The first reaction of MetLife to the tenants’ bid was to deny the tenants access to the financial documents needed to arrange for financing. Other bidders, who also need to put together financial alliances to meet the price, would be allowed to get the documents, however.

Then every Democratic politician in New York—from U.S. Senators Charles Schumer and Hillary Clinton to Christine Quinn, speaker of the New York City Council, and Eliot Spitzer, Democratic nominee for governor—started leaning on MetLife. Bowing to this pressure, MetLife turned over its financial memos to the tenant group on Sept. 15.

On Sept. 16, over 400 tenants showed up at a Tenants Association meeting and hundreds more were turned away because the room was filled. Council member Garo dnik outlined the tenants’ strategy and exposed how a new owner could try to “wring more revenue out of the complexes,” as the New York Times reported on Sept. 13. For example, there are 260,000 square feet of developable land in the complexes, mainly the playgrounds and a peaceful park in the center of Stuyvesant Town. Air rights, that is, putting towers on top of existing buildings, might also be sold for additional revenue.

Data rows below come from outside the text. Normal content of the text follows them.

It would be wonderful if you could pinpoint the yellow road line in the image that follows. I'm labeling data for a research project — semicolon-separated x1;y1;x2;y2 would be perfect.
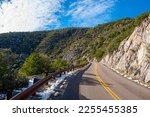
96;62;121;100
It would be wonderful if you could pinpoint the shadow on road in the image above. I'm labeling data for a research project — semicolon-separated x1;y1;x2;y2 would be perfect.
61;64;91;100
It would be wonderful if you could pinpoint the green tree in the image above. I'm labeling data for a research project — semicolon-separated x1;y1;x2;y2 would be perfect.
19;54;44;76
52;58;68;71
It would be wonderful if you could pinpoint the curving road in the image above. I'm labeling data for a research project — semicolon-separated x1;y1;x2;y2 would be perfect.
61;62;150;100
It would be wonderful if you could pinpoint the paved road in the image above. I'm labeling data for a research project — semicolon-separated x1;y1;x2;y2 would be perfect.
62;62;150;100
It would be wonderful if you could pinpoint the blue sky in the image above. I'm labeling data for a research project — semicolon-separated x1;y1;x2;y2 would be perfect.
0;0;150;33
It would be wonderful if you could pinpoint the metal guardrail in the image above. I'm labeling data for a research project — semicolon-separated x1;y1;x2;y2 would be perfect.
10;64;87;100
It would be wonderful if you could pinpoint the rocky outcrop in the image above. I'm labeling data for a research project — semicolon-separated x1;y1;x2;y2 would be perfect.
101;16;150;83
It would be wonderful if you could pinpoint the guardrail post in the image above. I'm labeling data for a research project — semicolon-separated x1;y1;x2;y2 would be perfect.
7;89;13;100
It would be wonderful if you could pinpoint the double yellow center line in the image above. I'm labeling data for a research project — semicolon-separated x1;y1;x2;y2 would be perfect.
96;63;121;100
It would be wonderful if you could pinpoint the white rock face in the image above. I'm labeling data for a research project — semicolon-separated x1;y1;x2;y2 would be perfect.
101;16;150;83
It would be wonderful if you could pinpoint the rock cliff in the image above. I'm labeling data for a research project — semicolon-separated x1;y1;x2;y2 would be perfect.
101;15;150;83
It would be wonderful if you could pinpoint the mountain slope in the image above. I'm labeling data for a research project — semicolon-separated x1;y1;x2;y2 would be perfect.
102;15;150;83
0;13;148;68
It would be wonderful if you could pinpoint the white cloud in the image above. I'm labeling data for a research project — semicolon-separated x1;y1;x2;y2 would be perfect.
0;0;64;33
67;0;117;26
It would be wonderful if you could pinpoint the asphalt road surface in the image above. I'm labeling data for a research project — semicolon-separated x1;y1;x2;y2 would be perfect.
61;62;150;100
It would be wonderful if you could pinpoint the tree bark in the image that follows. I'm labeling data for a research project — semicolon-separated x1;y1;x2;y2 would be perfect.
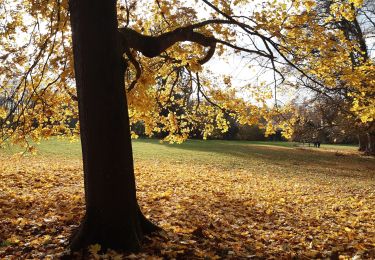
358;134;368;152
367;133;375;155
69;0;156;251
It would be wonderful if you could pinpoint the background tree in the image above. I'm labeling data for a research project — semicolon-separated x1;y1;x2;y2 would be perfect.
0;0;373;253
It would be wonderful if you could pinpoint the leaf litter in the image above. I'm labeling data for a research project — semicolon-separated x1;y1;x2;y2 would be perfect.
0;143;375;259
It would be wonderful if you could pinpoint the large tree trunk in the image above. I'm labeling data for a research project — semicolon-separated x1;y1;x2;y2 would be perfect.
70;0;159;251
358;134;368;152
367;133;375;155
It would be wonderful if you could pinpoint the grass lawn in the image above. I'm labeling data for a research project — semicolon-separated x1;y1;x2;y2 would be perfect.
0;139;375;259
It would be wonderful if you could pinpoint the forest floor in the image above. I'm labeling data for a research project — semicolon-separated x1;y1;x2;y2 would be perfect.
0;139;375;259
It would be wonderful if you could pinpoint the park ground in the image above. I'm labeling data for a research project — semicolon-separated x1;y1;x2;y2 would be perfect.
0;139;375;259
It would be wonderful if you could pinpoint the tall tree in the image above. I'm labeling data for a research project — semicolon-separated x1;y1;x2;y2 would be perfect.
0;0;375;250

And while a new owner would want a bigger revenue stream than MetLife needed, if only to pay off the loans needed to buy the complex, the real prize for profit-making would be condominium conversions.

Every speaker emphasized that the tenants needed to be united to get the best deal possible and fight off a sale to a new profit-hungry landlord. A victory for the tenants in this struggle would be much more than a local victory—it would be an inspiration for other struggles to preserve affordable housing.

The federal government under recent Republican and Democratic presidents has essentially abolished rent vouchers for low-income families and direct subsidies to public housing projects. Now the real estate industry is going after middle-income families, an effort which, if successful, would also have a catastrophic effect on low-income families, who would then have to compete with higher-income families for a diminishing housing stock. This is a recipe for more homelessness.